Polisi Bawa Lima Tersangka Koruptor Poso ke Jakarta

Sumber : Koran MAL, Edisi 150/Tahun 34/Minggu IV November 2005.

Mantan Pejabat Bupati Poso Andi Azikin Suyuti dan empat rekanan akhirnya ditetapkan sebagai tersangka korupsi dana bantuan kemanusiaan Poso.

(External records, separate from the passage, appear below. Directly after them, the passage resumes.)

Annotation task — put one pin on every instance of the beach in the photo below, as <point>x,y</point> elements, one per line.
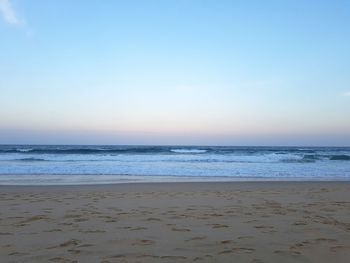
<point>176,222</point>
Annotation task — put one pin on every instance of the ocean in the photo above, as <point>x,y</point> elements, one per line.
<point>66,164</point>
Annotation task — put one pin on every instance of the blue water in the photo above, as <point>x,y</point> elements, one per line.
<point>49,164</point>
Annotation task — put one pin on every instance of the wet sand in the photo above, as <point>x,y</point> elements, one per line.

Proses hukumnya ditangani Mabes Polri.

PALU – Jumlah dana yang dikorupsi itu sebesar Rp 6,4 milyar, lebih kecil dari dugaan korupsi yang dilaporkan Yayasan Tanah Merdeka (YTM), salah satu Lembaga Swadaya Masyarakat (LSM) yang getol mengungkap kasus ini.Azikin dan empat rekanan Dinas Kesejahteraan Sosial (Dinkesos) Provinsi Sulawesi Tengah, yakni Ivan Sijaya, Haji Agus, Mubin Radjadewa, serta seorang berinisial KS diperiksa marathon oleh tim penyidik dari Markas Besar Kepolisian Republik Indonesia dan Kepolisian Daerah Sulawesi Tengah, sejak senin (28/12) lalu.

 

Kepala Kepolisian Daerah Sulawesi Tengah Brigadir Jenderal (Pol) Oegroseno, Kamis (1/12) menyatakan mereka sebagai tersangka sejak Rabu (30/11) pukul 19.00 WITA.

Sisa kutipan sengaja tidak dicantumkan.